ABC’s Nightline program visited the Chengdu facilities of Foxconn, the Taiwanese company that assembles most of Apple’s products. Several reports last month suggested workers at the plant were subject to low pay, crowded group living spaces and sometimes deadly work environments.
The report broadcast Tuesday followed inspectors of the Fair Labor Association. Apple has allowed the non-profit labor group unprecedented access to monitor conditions at the facility following the reports, which threaten to become the biggest blemish in recent years to the world’s most valuable technology company.
The program showed thousands of young workers manually assembling iPhones, iPads and iPods, many of whom had never before seen – and could not afford – the finished products. Most of the workers at the facility earn just over $2 an hour and work more than 60 hours each week, without getting paid overtime.
The Fair Labor Association says it will soon release the results of its audit of Foxconn facilities. FLA President Auret Van Heerden says the report will help end speculation about what exactly Chinese workers there are facing.
“It’s not the intensity and the burn-out and the high pressure cooker environment that you have in a garment factory. This is very different … It’s more of a function of monotony, of boredom, of alienation perhaps.”
A series of highly publicized suicides last year called attention to working conditions at Foxconn facilities, which employs about 1 million people in China. In response, Foxconn installed suicide nets outside factory dormitories, implemented a counseling program, and raised wages by as much as 66 percent.

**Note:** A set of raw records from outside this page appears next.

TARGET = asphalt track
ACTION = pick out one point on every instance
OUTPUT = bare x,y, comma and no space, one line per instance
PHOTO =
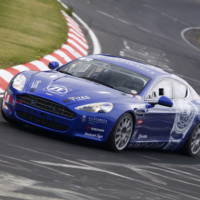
38,165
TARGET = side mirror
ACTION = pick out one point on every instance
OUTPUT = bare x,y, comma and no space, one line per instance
53,65
165,101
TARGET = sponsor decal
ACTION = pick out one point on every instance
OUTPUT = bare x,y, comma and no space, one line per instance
84,118
96,135
79,98
141,136
95,120
97,129
57,89
35,85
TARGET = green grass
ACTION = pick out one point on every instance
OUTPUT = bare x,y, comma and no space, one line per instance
29,29
198,39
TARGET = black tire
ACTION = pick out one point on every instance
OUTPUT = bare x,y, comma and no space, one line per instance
121,134
192,146
12,121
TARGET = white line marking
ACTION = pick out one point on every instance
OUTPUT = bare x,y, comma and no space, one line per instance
63,55
7,76
39,65
52,58
71,50
84,44
21,68
77,46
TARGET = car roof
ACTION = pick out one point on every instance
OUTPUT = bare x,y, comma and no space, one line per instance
147,70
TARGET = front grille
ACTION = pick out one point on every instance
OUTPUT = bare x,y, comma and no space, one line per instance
45,105
41,121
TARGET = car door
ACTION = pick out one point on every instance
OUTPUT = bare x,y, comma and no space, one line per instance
158,120
185,110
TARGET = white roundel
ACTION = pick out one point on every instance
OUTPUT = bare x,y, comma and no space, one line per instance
184,117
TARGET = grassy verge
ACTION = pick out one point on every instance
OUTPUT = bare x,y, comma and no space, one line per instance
198,39
29,29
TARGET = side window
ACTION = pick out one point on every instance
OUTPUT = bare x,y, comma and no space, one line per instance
180,90
163,88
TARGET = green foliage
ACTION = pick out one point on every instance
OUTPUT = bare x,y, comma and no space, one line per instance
29,29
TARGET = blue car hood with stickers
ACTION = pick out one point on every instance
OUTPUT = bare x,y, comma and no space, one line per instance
66,89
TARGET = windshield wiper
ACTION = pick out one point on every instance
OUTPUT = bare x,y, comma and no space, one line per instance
97,81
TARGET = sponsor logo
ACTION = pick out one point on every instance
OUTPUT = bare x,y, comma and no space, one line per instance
97,129
95,120
79,98
57,89
35,85
140,136
93,135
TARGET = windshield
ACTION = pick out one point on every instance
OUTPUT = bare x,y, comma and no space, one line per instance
107,74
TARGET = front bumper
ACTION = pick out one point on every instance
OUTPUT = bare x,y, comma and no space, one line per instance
90,126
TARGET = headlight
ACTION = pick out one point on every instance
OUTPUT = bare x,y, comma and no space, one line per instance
19,82
102,107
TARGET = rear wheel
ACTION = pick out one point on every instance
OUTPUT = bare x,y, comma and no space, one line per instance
192,146
122,133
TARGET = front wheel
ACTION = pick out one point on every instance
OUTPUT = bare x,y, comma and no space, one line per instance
192,146
122,133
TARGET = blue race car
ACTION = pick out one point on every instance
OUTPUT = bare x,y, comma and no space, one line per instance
110,100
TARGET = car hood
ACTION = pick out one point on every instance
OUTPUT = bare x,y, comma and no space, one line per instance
68,89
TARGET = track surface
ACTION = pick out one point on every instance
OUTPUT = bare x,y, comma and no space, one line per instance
38,165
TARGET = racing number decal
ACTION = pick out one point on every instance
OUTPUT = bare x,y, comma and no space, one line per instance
184,118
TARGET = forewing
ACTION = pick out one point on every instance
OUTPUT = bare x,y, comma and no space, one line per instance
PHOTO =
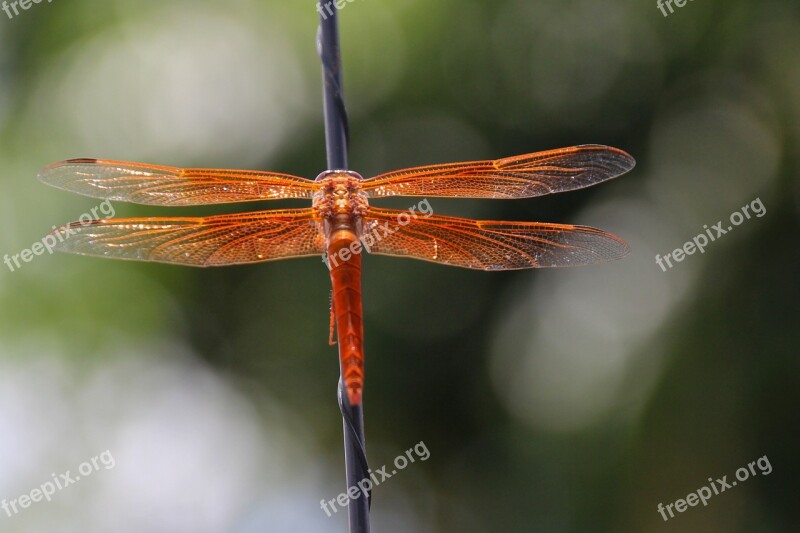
521,176
208,241
159,185
488,244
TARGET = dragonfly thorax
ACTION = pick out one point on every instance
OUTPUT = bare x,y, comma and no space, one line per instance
339,195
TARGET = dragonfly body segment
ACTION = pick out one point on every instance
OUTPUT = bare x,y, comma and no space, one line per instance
340,219
340,204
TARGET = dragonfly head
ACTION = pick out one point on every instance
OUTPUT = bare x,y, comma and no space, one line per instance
338,173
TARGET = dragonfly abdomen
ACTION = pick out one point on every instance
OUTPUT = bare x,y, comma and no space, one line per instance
345,267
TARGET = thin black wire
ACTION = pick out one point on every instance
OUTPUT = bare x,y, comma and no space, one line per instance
337,137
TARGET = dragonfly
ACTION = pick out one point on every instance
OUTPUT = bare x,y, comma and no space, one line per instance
341,224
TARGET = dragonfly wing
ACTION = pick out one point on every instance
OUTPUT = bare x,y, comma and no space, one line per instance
208,241
159,185
521,176
488,244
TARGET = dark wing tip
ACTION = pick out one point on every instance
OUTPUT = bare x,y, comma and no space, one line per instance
622,159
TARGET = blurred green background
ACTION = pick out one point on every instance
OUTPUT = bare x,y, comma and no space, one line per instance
564,400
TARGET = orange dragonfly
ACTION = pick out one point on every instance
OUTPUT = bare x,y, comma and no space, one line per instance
340,223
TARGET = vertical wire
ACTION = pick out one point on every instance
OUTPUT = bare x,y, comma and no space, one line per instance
337,135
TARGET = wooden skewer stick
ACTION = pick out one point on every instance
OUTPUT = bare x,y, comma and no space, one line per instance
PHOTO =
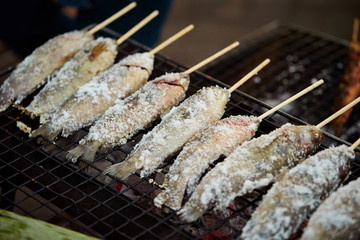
289,100
338,113
355,30
355,144
112,18
172,39
213,57
249,75
137,27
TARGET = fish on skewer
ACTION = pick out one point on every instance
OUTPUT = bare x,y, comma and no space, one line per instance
33,71
220,139
298,192
255,164
91,60
349,86
177,127
120,122
202,150
338,217
252,165
117,83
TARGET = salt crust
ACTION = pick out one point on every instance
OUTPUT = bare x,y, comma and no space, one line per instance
95,97
178,126
338,217
219,139
298,192
252,165
134,113
43,61
72,75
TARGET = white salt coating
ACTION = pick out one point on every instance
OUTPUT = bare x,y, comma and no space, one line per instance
43,61
338,217
95,97
178,126
252,165
126,117
76,72
202,150
297,193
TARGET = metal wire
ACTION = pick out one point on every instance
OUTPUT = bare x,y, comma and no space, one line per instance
78,197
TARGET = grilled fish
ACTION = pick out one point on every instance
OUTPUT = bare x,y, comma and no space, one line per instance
219,139
298,192
33,71
252,165
94,58
95,97
176,128
338,217
127,117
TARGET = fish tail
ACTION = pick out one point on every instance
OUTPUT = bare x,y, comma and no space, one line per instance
121,170
45,131
170,197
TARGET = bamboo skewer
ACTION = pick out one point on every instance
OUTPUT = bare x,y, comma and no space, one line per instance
112,18
137,27
213,57
355,144
172,39
249,75
299,94
338,113
355,30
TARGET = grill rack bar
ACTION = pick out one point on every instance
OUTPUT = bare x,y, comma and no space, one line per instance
85,203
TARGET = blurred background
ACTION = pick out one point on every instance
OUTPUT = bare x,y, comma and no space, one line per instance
27,24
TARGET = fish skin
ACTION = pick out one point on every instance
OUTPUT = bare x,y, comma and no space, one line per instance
298,192
177,127
93,98
252,165
202,150
120,122
91,60
34,70
338,217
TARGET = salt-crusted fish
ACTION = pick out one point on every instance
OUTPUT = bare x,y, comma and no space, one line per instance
338,217
120,122
298,192
176,128
252,165
219,139
95,97
91,60
33,71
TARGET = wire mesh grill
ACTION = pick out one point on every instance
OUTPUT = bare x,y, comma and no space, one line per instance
36,180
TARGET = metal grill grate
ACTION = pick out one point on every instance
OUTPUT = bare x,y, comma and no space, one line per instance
37,181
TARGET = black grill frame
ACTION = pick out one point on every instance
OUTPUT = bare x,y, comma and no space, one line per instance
81,200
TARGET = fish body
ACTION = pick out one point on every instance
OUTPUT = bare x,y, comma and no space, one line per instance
298,192
120,122
202,150
95,97
176,128
338,217
34,70
252,165
91,60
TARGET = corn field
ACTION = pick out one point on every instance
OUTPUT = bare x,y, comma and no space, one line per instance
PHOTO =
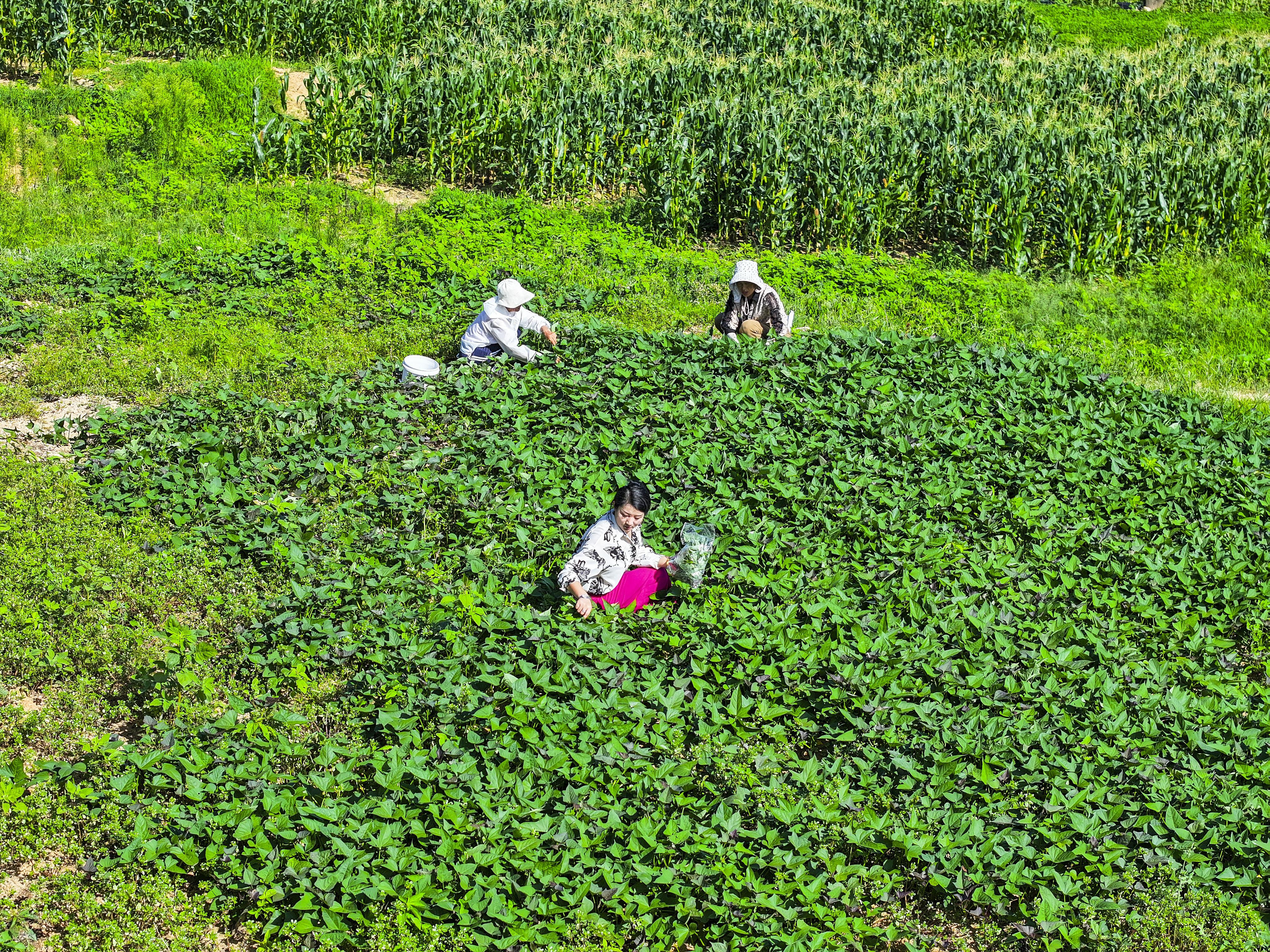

Van Heerden said Apple’s decision to join the FLA shows that it is serious about improving standards at its contract manufacturing plants.
“The FLA system is very tough. It involves unannounced assessments, it involves complete access, it involves public reporting, and most of the other monitoring systems … don’t have anything like those requirements.”
Both Foxconn and Apple have denied that unfair labor conditions exist at the facilities.